Lloyd clearly had the resources at his disposal to protect a mansion from one lousy, limping attacker.
The fortification was not impenetrable; few places were impenetrable to Gentry. But if he left Paris right this very minute, he would not get to Bayeux before two in the morning. He had until eight to rescue the Fitzroys before Lloyd’s deadline, but this was false comfort. He knew if he was to have any chance for success, he’d have to make his move in the dead of night when the guard force would be groggy, and reaction times would suffer.
So, even though there were surely ways to breach Château Laurent, Court knew it would be tough to breach without laying up for hours and hours to get a feel for the security measures.
He would not have hours and hours. A couple hours’ watch at most before daylight.
And again, that was only if he left Paris right now, and that was not his plan.
At one a.m., Gentry sat in the Café le Luxembourg and drank his second double espresso of the evening among the young and the beautiful on the Rue Souf flot. A small ham sandwich sat untouched on a plate
in front of him. The coffee was bitter, but he knew the caffeine would help him through the next few hours. That and good hydration, so he chugged his second five-euro bottle of mineral water while he pretended to read a day-old copy of Le Monde. His eyes darted around, but they kept returning to a building across the street, number 23.

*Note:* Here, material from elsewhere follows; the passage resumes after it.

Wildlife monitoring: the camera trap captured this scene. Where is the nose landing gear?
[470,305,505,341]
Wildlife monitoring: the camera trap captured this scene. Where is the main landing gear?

Really, Court just wanted to get up and go, get out of town without pursuing his objective in Paris. He knew he would be taking a tremendous risk to pay a visit to the man in the apartment building across the little street, but he needed help, not just for himself but also a way to get the Fitzroys clear. The man across the street was named Van Zan, he was Dutch, a former CIA contracted ferryman and an awesome pilot of small prop planes. Court had planned to pay him a surprise visit, wave some cash under his nose, grossly underplay the danger in making a five a.m. trip up to Bayeux to pick up a family of four and Court himself, and then fly them low over the channel to the UK. Van Zan was a known associate, so Lloyd would have had his phone tapped within minutes of beginning this operation and would have planted surveillance outside his door. Court knew he couldn’t call Van Zan, but he figured he could duck past a watcher or two and drop in for a personal visit.
Yeah, it was a good plan, Court told himself as he gulped bitter espresso and pointed his unfocused eyes at the newspaper in front of his face.
But slowly he realized it wasn’t going to happen.
Sure, Court knew he could slip a couple of surveillance goons and make it in to see Van Zan.